Risk Management
In risk management, we need to realize that all things in this world are at risk for damage, including ourselves. Therefore, we need to analyze what are risks that exist, how much chance of any such occurrence, along with how big losses will be experienced. For the risks that could cause large losses or have a high chance, we need to prepare a plan of anticipation for our regular lives do not let too much annoyed if damage occurs. As an example, consider the following story:
Emergency Fund
Emergency fund is the amount of money you intentionally set aside for use in an emergency. These funds typically stored in the form of savings with the special account should not be withdrawn if not in an emergency. The advantages of emergency funds are that these funds are your savings. Money in emergency funds will still be yours if not catastrophe. And you can use this money for anything you want. Meanwhile the lack of emergency funding is needed discipline to periodically save the money to the account of an emergency fund.

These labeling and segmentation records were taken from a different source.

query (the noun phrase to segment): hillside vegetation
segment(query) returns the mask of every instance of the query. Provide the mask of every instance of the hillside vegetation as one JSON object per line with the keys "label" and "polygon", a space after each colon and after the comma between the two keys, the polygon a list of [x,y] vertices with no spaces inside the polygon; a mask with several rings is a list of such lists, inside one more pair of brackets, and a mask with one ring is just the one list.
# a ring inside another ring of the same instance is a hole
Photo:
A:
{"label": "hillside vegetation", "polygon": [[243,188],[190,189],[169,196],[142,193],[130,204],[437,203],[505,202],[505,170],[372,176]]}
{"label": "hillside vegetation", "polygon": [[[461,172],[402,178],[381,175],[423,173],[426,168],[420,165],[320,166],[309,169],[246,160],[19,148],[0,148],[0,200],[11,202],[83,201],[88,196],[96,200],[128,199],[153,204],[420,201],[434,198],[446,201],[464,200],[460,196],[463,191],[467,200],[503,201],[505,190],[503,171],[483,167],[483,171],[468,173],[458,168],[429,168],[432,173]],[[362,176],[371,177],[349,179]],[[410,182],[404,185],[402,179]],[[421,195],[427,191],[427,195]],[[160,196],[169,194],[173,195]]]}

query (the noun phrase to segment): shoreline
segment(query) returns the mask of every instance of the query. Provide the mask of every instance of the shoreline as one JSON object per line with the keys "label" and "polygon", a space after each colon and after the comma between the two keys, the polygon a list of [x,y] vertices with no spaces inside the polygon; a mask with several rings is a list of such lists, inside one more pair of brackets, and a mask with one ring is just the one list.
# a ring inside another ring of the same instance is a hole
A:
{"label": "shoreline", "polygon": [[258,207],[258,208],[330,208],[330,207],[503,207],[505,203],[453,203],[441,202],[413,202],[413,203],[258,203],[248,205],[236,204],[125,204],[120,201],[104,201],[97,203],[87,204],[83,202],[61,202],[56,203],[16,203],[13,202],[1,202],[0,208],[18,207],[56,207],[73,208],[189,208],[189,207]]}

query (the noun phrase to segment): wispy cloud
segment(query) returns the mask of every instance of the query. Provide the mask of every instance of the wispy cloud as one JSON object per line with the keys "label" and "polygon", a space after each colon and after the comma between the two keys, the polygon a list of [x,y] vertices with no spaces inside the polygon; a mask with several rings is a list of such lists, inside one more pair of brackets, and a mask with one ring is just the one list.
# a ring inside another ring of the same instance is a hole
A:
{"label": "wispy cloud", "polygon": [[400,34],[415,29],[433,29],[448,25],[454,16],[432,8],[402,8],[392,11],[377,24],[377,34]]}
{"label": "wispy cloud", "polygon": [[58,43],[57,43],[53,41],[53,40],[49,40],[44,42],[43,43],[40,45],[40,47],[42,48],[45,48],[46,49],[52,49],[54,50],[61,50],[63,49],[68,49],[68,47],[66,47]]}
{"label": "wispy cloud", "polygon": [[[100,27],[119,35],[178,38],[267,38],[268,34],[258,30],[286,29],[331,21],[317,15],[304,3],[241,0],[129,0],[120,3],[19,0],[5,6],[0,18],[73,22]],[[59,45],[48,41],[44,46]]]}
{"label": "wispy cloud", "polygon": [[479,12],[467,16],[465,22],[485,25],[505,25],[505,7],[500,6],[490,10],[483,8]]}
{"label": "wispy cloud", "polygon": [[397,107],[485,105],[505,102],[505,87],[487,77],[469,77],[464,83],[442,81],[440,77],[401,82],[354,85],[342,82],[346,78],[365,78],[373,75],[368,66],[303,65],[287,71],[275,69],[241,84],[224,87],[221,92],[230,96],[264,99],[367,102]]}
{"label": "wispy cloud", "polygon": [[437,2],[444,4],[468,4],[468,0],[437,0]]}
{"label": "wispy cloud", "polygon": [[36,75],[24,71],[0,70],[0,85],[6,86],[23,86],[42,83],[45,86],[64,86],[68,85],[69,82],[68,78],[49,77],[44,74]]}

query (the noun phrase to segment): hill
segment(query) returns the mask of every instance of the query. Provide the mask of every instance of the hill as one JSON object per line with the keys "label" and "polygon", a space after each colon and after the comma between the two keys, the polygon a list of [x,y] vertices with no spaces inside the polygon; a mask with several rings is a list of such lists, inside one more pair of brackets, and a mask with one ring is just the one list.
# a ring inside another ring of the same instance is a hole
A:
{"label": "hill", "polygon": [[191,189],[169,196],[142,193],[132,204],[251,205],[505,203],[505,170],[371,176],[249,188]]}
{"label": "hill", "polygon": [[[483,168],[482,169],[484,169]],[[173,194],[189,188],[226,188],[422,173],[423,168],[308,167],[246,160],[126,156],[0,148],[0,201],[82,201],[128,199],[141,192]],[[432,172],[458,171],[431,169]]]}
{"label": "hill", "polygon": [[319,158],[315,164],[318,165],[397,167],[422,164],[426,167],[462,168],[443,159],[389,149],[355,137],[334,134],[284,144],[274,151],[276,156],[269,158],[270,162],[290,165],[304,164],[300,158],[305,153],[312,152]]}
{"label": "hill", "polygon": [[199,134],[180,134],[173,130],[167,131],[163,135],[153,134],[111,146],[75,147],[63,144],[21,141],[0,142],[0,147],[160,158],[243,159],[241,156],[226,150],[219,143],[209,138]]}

And discipline is also necessary to enable an emergency fund is really saved, not drawn for daily necessities. However, the biggest shortage of emergency funds is the limited amount of money can you save as an emergency fund. In cases like James above, emergency funding would not be enough to replace all the financial losses suffered by James. In this case, you need to consider other ways of risk management.
Transferring Risk to others
Another way to anticipate the risk is by way of transferring risk to another party. This can be done by purchasing insurance. In the insurance agreement, you give up some money, called premiums to the insurer (insurance company) and the insurer promises to pay the compensation to you if you are having troubles. The advantages of this method are that you will receive compensation in large numbers in case of disaster. With a good insurance plan, James does not need to spend one penny of personal money to cover all financial losses mentioned above. The downside is the risk borne by the insurance agreement is limited to insurance policies. Let’s say the insurance agreement only covers the losses from death, and then the insurers will not provide indemnity for the cost of hospital care.
In addition, the insurance agreement also has a time limit (usually only applicable year).
If within that period not happened, then the premiums you paid will be scorched.
Ironic indeed, on the one side you need a large amount of compensation if you are having troubles. But on the other hand insurance policies require a high cost. Therefore you need to analyze your own needs. You need to define themselves what risks to be borne by insurers, and any risks that could be addressed with emergency funding.